Question

The weight of non-volatile solute having molecular weight 40, that should be dissolved in 43 g hexane to reduce its vapour pressure to 80% is:

• A. 5 g
• B. 47.2 g
• C. 95 g
• D. 80 g

Answer 1

The correct option is A 5 g

Solution:- (A) $5g$

Let the vapour pressure of pure octane be $p^{\circ }$.

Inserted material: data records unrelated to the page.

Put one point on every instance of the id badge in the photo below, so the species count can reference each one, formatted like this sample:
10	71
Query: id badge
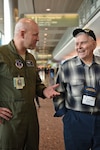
89	96
88	100
19	82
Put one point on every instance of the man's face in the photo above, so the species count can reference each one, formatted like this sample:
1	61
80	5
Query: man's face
84	46
31	37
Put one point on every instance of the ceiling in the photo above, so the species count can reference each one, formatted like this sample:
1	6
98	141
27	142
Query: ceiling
47	43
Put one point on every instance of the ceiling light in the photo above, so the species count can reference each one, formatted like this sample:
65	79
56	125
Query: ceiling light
48	9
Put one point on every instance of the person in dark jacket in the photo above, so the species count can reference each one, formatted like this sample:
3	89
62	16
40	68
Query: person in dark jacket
19	83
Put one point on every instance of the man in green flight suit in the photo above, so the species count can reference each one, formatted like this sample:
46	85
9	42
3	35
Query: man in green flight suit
19	84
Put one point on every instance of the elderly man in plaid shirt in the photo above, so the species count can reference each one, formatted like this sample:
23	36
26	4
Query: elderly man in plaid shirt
79	101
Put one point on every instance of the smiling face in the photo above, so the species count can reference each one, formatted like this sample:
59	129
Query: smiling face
31	36
85	46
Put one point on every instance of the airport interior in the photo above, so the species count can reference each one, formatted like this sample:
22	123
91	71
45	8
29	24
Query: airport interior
56	19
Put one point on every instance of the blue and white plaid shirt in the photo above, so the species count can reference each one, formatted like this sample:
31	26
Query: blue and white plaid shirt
73	75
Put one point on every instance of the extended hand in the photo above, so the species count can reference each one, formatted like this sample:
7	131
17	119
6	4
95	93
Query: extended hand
50	92
5	113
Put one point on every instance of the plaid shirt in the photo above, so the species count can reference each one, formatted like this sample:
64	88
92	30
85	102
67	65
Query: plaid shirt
73	76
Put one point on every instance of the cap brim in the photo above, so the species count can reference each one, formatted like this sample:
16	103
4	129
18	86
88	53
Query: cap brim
77	31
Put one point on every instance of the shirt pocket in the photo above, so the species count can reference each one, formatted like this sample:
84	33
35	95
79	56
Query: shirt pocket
76	87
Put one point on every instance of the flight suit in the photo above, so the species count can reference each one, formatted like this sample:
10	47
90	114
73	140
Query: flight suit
19	83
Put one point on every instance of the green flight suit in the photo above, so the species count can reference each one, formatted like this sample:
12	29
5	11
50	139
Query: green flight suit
22	131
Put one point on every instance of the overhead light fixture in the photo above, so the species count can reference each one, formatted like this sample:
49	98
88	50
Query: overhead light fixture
48	9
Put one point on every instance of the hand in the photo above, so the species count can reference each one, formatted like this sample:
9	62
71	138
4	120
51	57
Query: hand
50	92
5	113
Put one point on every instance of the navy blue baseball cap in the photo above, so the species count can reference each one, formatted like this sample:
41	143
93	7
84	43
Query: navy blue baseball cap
87	31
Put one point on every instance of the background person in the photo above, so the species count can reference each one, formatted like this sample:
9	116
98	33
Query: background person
79	101
19	83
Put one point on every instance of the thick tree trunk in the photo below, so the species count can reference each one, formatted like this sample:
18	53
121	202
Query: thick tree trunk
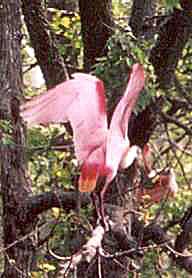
43	42
96	24
18	250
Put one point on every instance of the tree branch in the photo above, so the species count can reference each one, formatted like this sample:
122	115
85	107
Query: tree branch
35	205
42	40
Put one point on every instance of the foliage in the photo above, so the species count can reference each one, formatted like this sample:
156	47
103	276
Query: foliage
48	166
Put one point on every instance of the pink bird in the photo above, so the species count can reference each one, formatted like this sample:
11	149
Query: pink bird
100	150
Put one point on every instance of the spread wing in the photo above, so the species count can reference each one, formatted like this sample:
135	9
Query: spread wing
117	141
81	101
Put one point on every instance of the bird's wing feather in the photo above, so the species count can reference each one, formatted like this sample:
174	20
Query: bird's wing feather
81	101
117	141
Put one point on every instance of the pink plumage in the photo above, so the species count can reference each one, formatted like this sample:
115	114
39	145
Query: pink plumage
81	101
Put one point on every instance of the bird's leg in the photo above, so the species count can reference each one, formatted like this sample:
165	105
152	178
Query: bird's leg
94	198
103	220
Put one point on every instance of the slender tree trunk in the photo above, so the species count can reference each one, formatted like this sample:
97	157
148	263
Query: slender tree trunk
140	10
18	250
96	24
43	42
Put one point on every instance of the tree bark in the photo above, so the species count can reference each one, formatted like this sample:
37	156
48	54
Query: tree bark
96	26
141	9
18	252
43	42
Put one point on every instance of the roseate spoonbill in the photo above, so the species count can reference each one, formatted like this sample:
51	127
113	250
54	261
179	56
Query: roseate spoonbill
159	184
81	101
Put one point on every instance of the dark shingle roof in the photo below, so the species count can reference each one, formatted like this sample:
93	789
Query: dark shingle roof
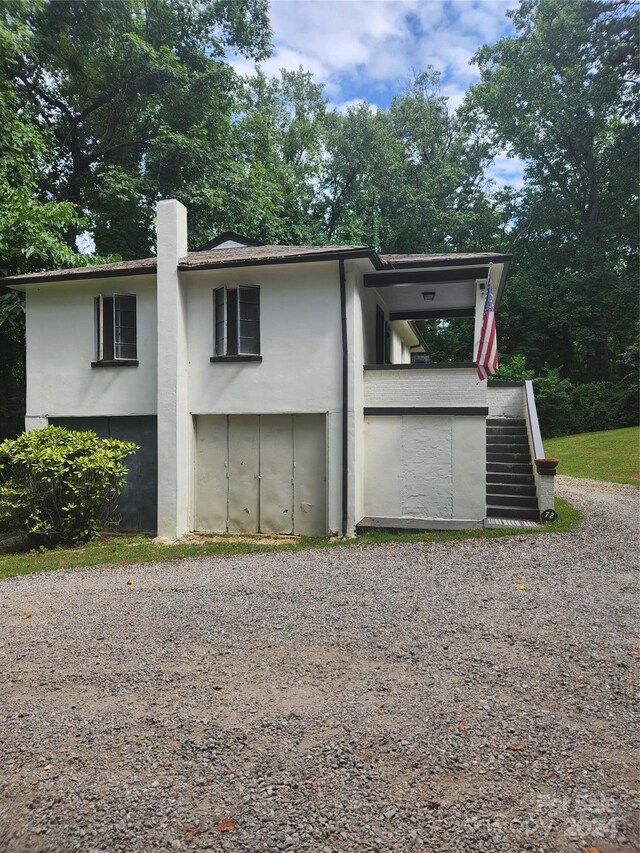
257	256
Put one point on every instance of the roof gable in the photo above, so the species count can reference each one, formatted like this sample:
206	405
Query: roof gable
228	240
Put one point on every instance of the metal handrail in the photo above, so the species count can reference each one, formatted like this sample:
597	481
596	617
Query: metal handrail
532	416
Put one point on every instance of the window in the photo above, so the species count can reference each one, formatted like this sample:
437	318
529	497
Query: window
115	330
237	323
383	338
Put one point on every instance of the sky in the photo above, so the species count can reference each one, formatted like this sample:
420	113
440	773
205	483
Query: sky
367	50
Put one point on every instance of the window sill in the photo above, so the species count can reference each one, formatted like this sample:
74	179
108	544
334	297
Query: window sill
236	358
116	362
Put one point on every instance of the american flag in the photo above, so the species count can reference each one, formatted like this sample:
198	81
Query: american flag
487	358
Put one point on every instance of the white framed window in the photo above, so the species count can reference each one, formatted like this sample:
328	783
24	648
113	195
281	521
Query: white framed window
236	322
116	328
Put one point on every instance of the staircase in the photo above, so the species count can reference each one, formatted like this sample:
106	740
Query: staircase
511	491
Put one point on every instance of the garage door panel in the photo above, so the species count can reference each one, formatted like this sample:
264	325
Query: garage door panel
211	473
310	475
244	470
276	474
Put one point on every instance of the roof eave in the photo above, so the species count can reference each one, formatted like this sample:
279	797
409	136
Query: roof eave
346	255
19	282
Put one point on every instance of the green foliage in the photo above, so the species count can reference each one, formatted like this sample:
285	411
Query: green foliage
613	455
135	99
514	368
409	179
55	484
123	551
561	93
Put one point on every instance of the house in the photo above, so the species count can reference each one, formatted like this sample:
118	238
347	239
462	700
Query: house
272	388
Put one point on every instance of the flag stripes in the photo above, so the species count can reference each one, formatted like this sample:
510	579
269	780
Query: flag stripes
487	358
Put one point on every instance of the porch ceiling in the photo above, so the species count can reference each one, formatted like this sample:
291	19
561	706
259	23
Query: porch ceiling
453	288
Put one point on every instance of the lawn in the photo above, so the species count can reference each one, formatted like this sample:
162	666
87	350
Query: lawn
612	455
128	550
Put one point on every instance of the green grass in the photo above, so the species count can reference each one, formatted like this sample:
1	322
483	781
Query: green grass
127	550
612	455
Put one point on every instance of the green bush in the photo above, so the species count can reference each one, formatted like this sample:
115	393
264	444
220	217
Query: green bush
56	484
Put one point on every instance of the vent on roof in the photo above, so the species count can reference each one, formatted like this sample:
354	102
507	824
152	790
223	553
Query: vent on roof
228	240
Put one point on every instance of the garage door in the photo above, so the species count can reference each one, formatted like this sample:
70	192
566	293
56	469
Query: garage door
261	474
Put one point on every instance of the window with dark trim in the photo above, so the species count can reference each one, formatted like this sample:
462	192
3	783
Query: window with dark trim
383	338
236	319
116	332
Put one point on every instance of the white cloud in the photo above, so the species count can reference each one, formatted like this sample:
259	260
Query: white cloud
507	171
382	40
368	50
344	106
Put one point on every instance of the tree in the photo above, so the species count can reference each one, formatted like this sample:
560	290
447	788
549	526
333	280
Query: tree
409	179
135	98
561	94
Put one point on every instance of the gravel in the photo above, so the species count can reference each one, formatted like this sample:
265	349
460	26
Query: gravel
469	696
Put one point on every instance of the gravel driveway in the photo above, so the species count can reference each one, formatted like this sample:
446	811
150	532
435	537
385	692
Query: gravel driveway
384	698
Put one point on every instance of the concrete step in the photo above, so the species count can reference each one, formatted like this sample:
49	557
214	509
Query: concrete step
505	468
512	512
508	456
515	431
515	501
526	491
508	479
508	448
502	438
506	422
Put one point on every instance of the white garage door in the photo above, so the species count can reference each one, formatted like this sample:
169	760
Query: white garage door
261	474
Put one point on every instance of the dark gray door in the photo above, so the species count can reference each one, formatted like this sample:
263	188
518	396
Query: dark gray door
136	507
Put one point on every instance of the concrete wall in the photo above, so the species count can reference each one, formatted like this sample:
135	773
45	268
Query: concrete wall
506	401
301	348
429	467
61	346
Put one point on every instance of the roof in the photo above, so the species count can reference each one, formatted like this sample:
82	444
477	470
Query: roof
451	259
257	256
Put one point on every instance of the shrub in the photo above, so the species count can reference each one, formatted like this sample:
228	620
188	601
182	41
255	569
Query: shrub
56	484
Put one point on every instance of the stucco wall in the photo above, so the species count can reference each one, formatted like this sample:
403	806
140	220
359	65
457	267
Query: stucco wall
301	348
430	467
61	347
506	401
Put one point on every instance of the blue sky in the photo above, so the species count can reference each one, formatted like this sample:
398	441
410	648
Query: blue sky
366	50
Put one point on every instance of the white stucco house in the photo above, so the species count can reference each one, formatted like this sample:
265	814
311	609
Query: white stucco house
272	389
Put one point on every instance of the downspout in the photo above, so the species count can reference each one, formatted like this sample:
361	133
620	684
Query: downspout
345	396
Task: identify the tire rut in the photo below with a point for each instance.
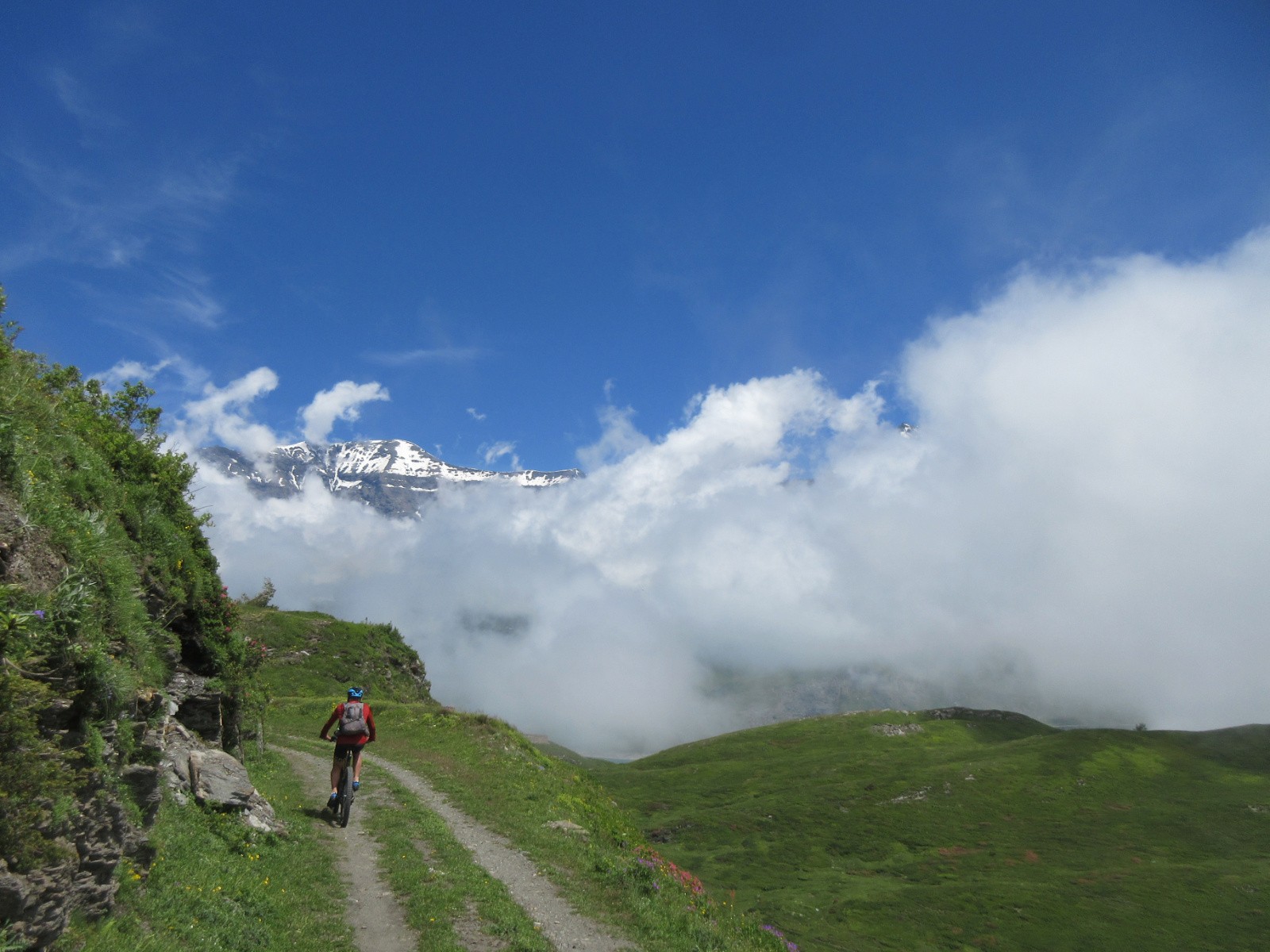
(564, 927)
(378, 922)
(537, 895)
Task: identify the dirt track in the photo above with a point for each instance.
(380, 928)
(378, 920)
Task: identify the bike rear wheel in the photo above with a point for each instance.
(346, 795)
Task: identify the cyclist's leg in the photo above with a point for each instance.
(336, 768)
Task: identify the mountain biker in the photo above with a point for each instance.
(356, 730)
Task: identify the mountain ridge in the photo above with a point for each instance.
(394, 476)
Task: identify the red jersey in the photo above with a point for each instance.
(359, 739)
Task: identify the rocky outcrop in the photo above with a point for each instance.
(40, 904)
(177, 753)
(194, 706)
(971, 714)
(214, 778)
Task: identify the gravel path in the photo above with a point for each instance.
(537, 895)
(378, 920)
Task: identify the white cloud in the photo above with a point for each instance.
(224, 416)
(435, 355)
(340, 403)
(76, 101)
(1079, 520)
(192, 376)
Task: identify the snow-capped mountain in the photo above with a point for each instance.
(394, 476)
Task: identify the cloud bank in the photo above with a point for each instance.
(341, 403)
(1076, 524)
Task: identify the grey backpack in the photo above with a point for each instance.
(353, 720)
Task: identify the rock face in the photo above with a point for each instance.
(194, 706)
(213, 777)
(38, 904)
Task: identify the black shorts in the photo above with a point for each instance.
(342, 749)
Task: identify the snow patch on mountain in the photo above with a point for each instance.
(394, 476)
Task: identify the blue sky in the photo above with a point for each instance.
(508, 215)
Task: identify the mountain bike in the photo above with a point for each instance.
(344, 791)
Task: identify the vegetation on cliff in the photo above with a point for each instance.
(106, 584)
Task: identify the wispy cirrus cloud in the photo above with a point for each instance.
(80, 103)
(192, 376)
(493, 452)
(429, 355)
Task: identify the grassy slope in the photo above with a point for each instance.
(497, 776)
(216, 885)
(318, 655)
(1064, 841)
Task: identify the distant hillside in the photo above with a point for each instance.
(315, 654)
(960, 829)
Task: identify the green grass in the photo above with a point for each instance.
(315, 654)
(436, 879)
(850, 839)
(219, 885)
(495, 774)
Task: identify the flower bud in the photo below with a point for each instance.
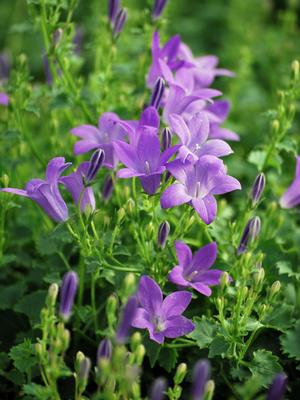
(258, 188)
(158, 8)
(95, 164)
(157, 92)
(166, 138)
(67, 294)
(180, 373)
(108, 187)
(163, 233)
(158, 388)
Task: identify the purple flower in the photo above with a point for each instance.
(102, 137)
(45, 192)
(197, 184)
(144, 159)
(194, 138)
(162, 317)
(126, 320)
(67, 294)
(277, 388)
(4, 99)
(158, 8)
(291, 198)
(74, 183)
(201, 375)
(194, 271)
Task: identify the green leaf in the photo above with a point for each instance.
(167, 358)
(218, 346)
(204, 332)
(264, 365)
(23, 356)
(290, 342)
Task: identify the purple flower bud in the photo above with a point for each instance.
(258, 188)
(157, 92)
(113, 8)
(104, 349)
(166, 138)
(107, 188)
(157, 389)
(158, 7)
(95, 164)
(250, 234)
(201, 374)
(277, 388)
(119, 22)
(67, 294)
(163, 233)
(126, 320)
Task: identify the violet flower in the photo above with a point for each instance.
(158, 8)
(162, 317)
(102, 137)
(194, 138)
(67, 294)
(277, 388)
(126, 319)
(201, 374)
(4, 99)
(45, 192)
(197, 184)
(74, 183)
(291, 198)
(144, 159)
(194, 271)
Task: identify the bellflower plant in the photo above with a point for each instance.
(46, 192)
(197, 184)
(194, 271)
(161, 317)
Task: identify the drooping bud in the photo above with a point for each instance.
(113, 8)
(67, 294)
(126, 320)
(157, 92)
(163, 233)
(258, 188)
(104, 349)
(158, 8)
(166, 138)
(158, 388)
(250, 234)
(107, 188)
(277, 388)
(201, 375)
(95, 164)
(119, 22)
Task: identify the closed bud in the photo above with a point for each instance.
(166, 138)
(180, 373)
(258, 188)
(95, 164)
(157, 92)
(163, 233)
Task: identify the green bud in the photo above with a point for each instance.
(180, 373)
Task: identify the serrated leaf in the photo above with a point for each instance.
(290, 342)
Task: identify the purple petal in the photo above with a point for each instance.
(178, 326)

Then, the vapour pressure of the octane after dissolving the non-volatile solute $\left(p_s\right)$ is-

$p_s=\frac{80}{100}{p}^{\circ }=0.8p^{\circ }$

Molar mass of solute $\left(M_2\right)=40g/mol$

Mass of hexane $\left(w_1\right)=43g$

Molar mass of hexane $\left(M_1\right)=86g$

From Rault's law,

$\frac{p^{\circ }-p_s}{p_s}=\frac{n_1}{n_2}$

$\frac{p^{\circ }-p_s}{p_s}=\frac{\left(\frac{w_2}{M_2}\right)}{\left(\frac{w_1}{M_1}\right)}$

$\frac{p^{\circ }-0.8p^{\circ }}{0.8p^{\circ }}=\frac{\left(\frac{w_2}{40}\right)}{\left(\frac{43}{86}\right)}$

$\Rightarrow w_2=\frac{0.2\times 20}{0.8}=5g$

Hence the weight of non-volatile solute reqired is $5gm$.